With Hahnemann’s imminent closure, what happens to physician trainees? | Opinion
With the news that Hahnemann University Hospital is closing, more than 500 physician trainees who work at the hospital face profound upheaval.
Hahnemann University Hospital’s imminent closure will lead to an array of hardships for people in our city. Patients are being displaced, Philadelphia’s emergency care resources are strained, employees are losing their jobs, and pregnant women must find another place to receive prenatal care and deliver their babies.
Though these are critical transitions, we are fortunate that the Philadelphia health-care economy is large and robust, and that other institutions are prepared to care for patients and absorb employees in need of jobs. However, another group that is less visible to the public — the more than 500 physician trainees who work at the hospital — also faces profound upheaval.

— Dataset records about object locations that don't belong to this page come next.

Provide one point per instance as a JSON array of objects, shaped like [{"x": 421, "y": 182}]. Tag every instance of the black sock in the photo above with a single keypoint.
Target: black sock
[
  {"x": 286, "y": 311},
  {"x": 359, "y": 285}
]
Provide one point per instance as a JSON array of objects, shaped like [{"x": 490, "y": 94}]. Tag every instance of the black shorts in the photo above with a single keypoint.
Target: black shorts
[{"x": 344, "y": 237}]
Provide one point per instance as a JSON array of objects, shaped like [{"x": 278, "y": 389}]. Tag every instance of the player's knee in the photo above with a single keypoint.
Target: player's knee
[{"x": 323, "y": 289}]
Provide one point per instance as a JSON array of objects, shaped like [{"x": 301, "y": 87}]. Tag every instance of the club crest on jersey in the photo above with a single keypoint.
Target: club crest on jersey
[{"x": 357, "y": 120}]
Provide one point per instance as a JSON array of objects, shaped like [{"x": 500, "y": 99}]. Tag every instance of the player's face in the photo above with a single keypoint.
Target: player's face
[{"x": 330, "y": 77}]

Fortunately, closure of a large teaching hospital such as Hahnemann is rare. But because it is rare, and the rules governing transfer of medical residents and fellows from one program to another are unclear, the plans are prompting a chaotic scramble with little precedent. An estimated one in six physicians in the United States undergo some form of medical training in Philadelphia. With this many young doctors adrift at such a crucial point in their education, Hahnemann’s closure has real consequences for the future of patient care across the nation.
Graduate medical training programs must be able to meet stringent and specific training requirements set by the Accreditation Council for Graduate Medical Education (ACGME). Hahnemann’s owners have failed to ensure that these physicians will have the opportunity to get the training they are there to receive. Residents there should be released from any contractual obligations as quickly as possible to avoid any further disruption to their professional development and their lives.
Many of these young people arrived just weeks ago to take up residence in Philadelphia and begin their graduate medical education at Hahnemann. They have signed leases, must make car payments, and, importantly, are taking their first steps to begin paying off student debt. Many have families to support. International medical graduates on visas may be at risk of needing to leave the United States in as little as 30 days.
Now, they must desperately try to find an opportunity to continue their training. Residency and fellowship program directors at Hahnemann, who are talented medical educators, have gone into overdrive — with assistance from leaders at other academic medical centers in the region — to help each of their trainees find a new opportunity to complete the education that has been at least 17 years in the making already.
Medical residents and fellows work round the clock to care for patients in hospitals across the nation. They span from those who have just graduated from medical school to those who have already spent four to eight years practicing and are now receiving highly specialized training in fields from cardiac surgery to oncology.
While these doctors provide valuable clinical care for health systems, residents and fellows are not primarily workers. They are in training to become fully credentialed physicians in their fields. The programs are attached to teaching hospitals, not medical schools. Hospitals receive additional payments from the Center for Medicare and Medicaid Services (CMS) to support their education and subsidize their salaries. For these reasons, residency positions are highly sought-after by health systems.
As Hahnemann announced its closure, rumors quickly circulated about deals to move entire residency programs en bloc to another institution. But just as patients have autonomy and can select where else to seek care as Hahnemann closes, so too must these residents and fellows have a say in where they complete their training.
In fact, the freedom to transfer upon closure of their training hospital to another of their choosing — not one dictated by others at the closing institution — is a fundamental right assured by the ACGME. The organization has already issued guidance to ensure an orderly, fair placement of Hahnemann’s residents. A latticework of informational websites and email chains offering leads and contacts at neighboring institutions has sprung up to lend a hand as residents scramble to make plans.
We are committed to assisting as many of these young physicians as a possible, and to working with our colleagues across the city, or elsewhere, to provide the training that Hahnemann’s residents have worked so hard to earn. There are real victims in this collapse: patients, employees, and trainees. The autonomy of all of them must be taken into account by leaders and institutions in this region as we work together to absorb the fallout from Hahnemann’s failure.
PJ Brennan, M.D., is chief medical officer for the University of Pennsylvania Health System. Jeffrey Berns, M.D., is associate dean for graduate medical education for the University of Pennsylvania Health System.